How is back pain diagnosed?
Evaluating the patient’s medical history often is the doctor’s most powerful diagnostic tool. The doctor asks a series of questions to help identify possible causes of the back pain. The questions may focus on lifestyle factors, such as where you live, what type of work you do, and what activities or hobbies you enjoy; when your pain began; where your pain is located and what effect it has had on your daily activities; and whether your pain has responded to any treatment. The doctor also will ask about your medical, surgical, family, and social history.
Extensive testing - including X-rays, MRI/CT scans, EMGs, and lab tests - are necessary in only a small number of cases. For example, the MRI provides little information about the condition of the ligaments, muscles and tendons. However, it may demonstrate common degenerative, or “wear and tear,” changes in the discs or joints in the spine. If the pain is caused by trauma or a neurological change, or if the patient has a persistent fever, is losing weight, has numbness or weakness or loss of bowel or bladder control, one or more of these diagnostic tests may be done immediately.
How is back pain treated?
Most back pain can be successfully treated with conservative (non-surgical) measures. Conservative treatment includes activity (standing, walking, working) as tolerated, acetaminophen (non-aspirin over-the-counter pain reliever), and/or an anti-inflammatory medication, and cold packs to diminish swelling and pain.
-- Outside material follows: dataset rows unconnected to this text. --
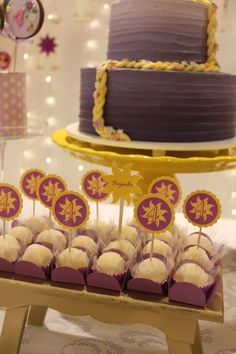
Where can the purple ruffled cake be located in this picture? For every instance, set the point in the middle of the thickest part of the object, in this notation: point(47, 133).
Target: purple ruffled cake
point(164, 106)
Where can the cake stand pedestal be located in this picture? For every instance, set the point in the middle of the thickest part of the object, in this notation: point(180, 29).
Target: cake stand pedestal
point(178, 323)
point(149, 163)
point(33, 129)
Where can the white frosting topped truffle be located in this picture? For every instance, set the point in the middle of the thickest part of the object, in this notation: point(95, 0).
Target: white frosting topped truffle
point(123, 245)
point(128, 233)
point(102, 228)
point(110, 263)
point(205, 242)
point(199, 255)
point(22, 233)
point(153, 269)
point(85, 242)
point(163, 236)
point(37, 224)
point(191, 273)
point(158, 247)
point(54, 237)
point(37, 254)
point(9, 248)
point(73, 258)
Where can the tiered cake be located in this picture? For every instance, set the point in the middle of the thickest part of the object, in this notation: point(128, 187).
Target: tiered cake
point(161, 81)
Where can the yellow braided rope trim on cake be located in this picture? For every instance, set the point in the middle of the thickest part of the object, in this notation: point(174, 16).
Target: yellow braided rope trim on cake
point(210, 65)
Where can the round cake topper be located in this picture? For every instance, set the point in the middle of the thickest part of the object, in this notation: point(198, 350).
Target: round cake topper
point(29, 183)
point(49, 188)
point(93, 185)
point(24, 17)
point(2, 18)
point(71, 210)
point(154, 214)
point(10, 202)
point(202, 208)
point(167, 188)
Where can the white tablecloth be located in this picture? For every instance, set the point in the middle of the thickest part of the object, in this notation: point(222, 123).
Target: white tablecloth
point(63, 334)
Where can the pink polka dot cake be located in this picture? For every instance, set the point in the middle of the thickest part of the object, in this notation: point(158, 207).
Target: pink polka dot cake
point(13, 111)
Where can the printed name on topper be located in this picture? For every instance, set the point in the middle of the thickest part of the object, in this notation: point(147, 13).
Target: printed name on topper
point(10, 202)
point(71, 210)
point(24, 17)
point(49, 188)
point(168, 188)
point(93, 185)
point(29, 182)
point(202, 208)
point(154, 214)
point(121, 183)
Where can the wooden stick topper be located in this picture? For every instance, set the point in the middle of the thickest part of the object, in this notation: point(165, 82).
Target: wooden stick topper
point(202, 208)
point(121, 184)
point(93, 185)
point(168, 188)
point(29, 183)
point(71, 211)
point(154, 214)
point(10, 203)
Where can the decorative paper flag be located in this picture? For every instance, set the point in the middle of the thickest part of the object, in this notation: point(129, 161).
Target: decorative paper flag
point(49, 188)
point(93, 185)
point(10, 202)
point(122, 184)
point(202, 208)
point(71, 210)
point(154, 214)
point(168, 188)
point(30, 181)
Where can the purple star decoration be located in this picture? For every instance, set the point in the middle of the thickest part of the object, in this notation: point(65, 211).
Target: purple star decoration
point(47, 44)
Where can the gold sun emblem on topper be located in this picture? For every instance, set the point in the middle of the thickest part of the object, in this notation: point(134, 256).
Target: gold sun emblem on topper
point(154, 214)
point(201, 209)
point(96, 185)
point(166, 191)
point(6, 202)
point(70, 210)
point(51, 191)
point(32, 183)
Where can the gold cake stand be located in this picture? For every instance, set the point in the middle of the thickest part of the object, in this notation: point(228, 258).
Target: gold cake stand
point(149, 163)
point(28, 302)
point(178, 323)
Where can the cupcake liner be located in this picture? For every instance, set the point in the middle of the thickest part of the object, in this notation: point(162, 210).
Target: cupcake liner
point(29, 271)
point(104, 281)
point(88, 232)
point(67, 276)
point(192, 295)
point(7, 269)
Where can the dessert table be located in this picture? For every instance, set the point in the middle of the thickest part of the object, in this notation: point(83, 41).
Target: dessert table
point(116, 325)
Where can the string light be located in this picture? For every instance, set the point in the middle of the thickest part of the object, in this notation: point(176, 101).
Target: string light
point(28, 154)
point(26, 56)
point(91, 44)
point(94, 24)
point(106, 7)
point(48, 160)
point(48, 79)
point(51, 101)
point(81, 168)
point(51, 121)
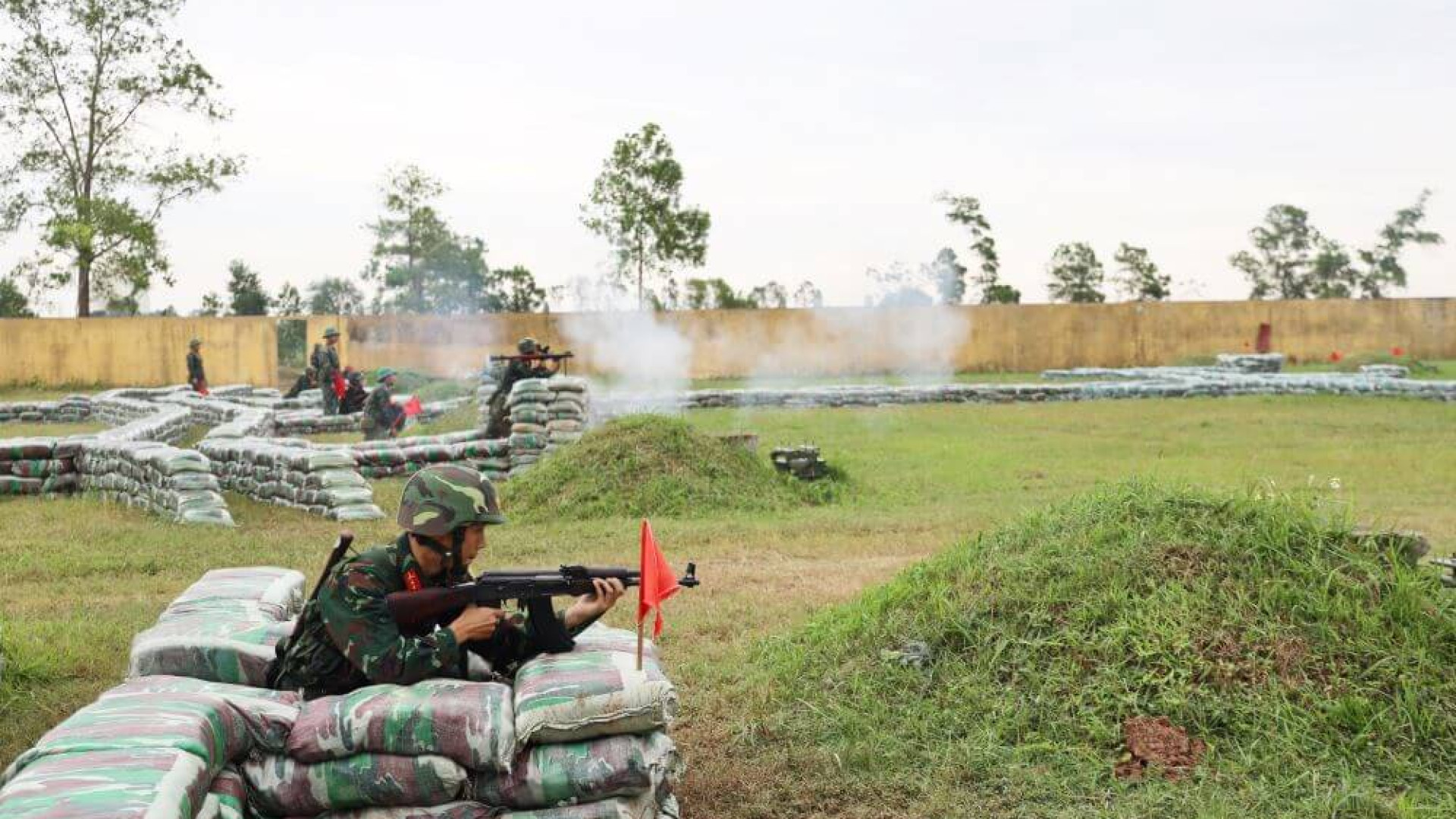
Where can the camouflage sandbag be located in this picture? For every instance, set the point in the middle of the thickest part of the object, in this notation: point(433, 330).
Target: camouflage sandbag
point(12, 485)
point(142, 783)
point(201, 725)
point(645, 806)
point(226, 798)
point(447, 811)
point(209, 649)
point(357, 512)
point(466, 722)
point(588, 692)
point(267, 714)
point(584, 771)
point(278, 786)
point(278, 592)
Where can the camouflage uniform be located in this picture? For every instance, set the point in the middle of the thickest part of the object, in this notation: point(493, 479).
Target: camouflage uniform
point(346, 637)
point(325, 362)
point(519, 369)
point(381, 413)
point(196, 376)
Usually, the pain will subside within four to seven days. If there is no improvement after four to seven days, contact your doctor.
When back pain is chronic, persistent and disabling, a comprehensive treatment approach addressing all aspects of the problem, including psychological as well as physical, offers the best hope for rehabilitation and recovery. A multi-disciplinary treatment team - consisting of a medical physician, physical therapist, psychologist or psychiatrist, and pain management specialist - offers the best hope for return to an active, productive lifestyle.
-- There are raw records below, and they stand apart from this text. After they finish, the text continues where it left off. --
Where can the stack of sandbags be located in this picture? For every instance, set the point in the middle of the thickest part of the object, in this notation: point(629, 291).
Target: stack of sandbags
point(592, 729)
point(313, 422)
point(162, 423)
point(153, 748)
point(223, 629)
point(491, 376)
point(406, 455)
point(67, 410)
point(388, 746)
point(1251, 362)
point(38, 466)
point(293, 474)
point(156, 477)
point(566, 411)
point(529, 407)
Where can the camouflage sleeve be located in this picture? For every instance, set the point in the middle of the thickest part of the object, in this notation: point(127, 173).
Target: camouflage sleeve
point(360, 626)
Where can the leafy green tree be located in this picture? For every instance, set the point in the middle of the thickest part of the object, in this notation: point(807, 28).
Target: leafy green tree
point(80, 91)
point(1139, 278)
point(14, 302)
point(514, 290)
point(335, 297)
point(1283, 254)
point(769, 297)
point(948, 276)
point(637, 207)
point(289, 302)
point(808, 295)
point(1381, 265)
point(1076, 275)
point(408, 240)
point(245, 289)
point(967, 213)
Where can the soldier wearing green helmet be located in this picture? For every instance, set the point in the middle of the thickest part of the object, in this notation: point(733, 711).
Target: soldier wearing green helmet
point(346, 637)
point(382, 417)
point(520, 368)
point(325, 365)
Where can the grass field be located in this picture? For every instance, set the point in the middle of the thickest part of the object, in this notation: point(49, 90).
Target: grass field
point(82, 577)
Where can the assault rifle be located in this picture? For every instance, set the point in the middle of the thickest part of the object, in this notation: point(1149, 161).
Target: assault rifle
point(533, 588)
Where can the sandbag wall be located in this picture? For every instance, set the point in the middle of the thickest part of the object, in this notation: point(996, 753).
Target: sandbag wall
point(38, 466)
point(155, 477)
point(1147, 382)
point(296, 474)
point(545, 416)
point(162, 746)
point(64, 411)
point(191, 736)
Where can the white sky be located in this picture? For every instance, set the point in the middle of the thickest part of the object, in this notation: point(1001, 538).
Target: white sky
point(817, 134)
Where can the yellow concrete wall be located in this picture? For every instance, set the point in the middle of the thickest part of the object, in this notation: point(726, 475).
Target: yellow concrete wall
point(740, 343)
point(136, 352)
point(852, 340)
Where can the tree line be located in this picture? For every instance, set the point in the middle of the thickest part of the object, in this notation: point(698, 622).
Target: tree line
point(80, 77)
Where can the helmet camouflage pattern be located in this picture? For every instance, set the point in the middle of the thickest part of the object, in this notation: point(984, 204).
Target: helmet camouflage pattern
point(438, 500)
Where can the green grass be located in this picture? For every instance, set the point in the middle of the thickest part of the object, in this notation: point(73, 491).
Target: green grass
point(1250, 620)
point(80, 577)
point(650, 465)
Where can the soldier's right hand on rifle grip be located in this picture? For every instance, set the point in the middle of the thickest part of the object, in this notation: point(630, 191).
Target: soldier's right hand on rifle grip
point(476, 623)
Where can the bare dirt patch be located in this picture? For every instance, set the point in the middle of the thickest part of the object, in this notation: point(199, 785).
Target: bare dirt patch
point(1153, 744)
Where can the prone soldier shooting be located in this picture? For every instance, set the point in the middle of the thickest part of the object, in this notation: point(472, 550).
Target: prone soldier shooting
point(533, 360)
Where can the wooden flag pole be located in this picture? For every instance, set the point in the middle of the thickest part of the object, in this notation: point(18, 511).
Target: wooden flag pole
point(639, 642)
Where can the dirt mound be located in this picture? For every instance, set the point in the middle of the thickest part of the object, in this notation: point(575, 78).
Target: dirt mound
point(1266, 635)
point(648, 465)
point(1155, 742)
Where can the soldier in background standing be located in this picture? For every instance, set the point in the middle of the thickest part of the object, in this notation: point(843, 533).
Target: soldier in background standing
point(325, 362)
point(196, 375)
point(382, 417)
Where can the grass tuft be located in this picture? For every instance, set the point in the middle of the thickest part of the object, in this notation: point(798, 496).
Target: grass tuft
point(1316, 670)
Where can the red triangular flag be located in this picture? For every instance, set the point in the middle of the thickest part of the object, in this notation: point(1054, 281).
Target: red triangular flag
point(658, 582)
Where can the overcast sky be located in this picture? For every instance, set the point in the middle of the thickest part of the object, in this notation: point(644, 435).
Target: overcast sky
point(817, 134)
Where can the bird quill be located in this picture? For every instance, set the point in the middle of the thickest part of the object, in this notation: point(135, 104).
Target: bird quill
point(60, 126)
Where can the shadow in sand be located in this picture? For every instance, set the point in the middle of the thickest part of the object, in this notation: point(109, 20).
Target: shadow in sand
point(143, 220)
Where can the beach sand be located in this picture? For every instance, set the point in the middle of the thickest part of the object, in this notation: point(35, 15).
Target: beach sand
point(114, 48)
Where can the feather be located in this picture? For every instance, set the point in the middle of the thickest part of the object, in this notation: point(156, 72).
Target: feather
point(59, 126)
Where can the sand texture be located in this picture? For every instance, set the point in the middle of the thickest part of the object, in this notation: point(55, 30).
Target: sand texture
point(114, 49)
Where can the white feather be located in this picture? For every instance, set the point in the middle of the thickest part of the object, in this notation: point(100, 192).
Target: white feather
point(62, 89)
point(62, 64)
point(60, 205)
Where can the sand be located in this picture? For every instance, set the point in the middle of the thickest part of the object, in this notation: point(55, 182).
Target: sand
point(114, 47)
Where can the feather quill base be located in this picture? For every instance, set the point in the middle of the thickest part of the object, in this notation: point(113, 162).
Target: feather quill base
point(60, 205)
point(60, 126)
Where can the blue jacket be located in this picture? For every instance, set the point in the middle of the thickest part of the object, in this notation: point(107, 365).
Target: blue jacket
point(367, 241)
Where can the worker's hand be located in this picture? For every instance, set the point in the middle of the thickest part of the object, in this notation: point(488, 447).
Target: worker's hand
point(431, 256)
The role of medication in the management of back pain is to relieve symptoms and facilitate an active, exercise-oriented rehabilitation program. An array of new medications is now available to assist in achieving this goal. The newer anti-inflammatory pain relievers, such as celecoxib, are less likely to cause gastrointestinal side effects, such as nausea or diarrhea. Some older medications also have been found to help in the treatment of back pain. For example, disruption of sleep by chronic back pain is common. Poor sleep may, in fact, magnify pain. Low doses of traditional anti-depressant medicines, such as doxepin, may reduce pain and improve the quality of sleep. Anti-convulsants, such as gabapentin, often are helpful for nerve irritation symptoms, such as burning or numbness. In rare instances, careful use of long-acting opioid pain relievers may improve function and quality of life.
Active, exercise-oriented physical therapy is the cornerstone of treatment for people with chronic back pain. Heat, ice, massage and ultrasound may provide temporary relief, but rarely provide long-term benefits. Exercise programs should be individualized by a spine-oriented physical therapist. Typically, the exercise program can be performed at home without special equipment. Follow-up visits with the therapist are necessary to “fine tune” the program. Returning to work in any capacity is strongly recommended.
When should I call my healthcare provider?
See your health care provider if you have a fever, if the pain worsens, if the pain progressively moves from your back into your leg(s), or if your pain is unrelieved at rest or disturbs sleep. These are warning signs or “red flags” that require prompt, urgent medical attention.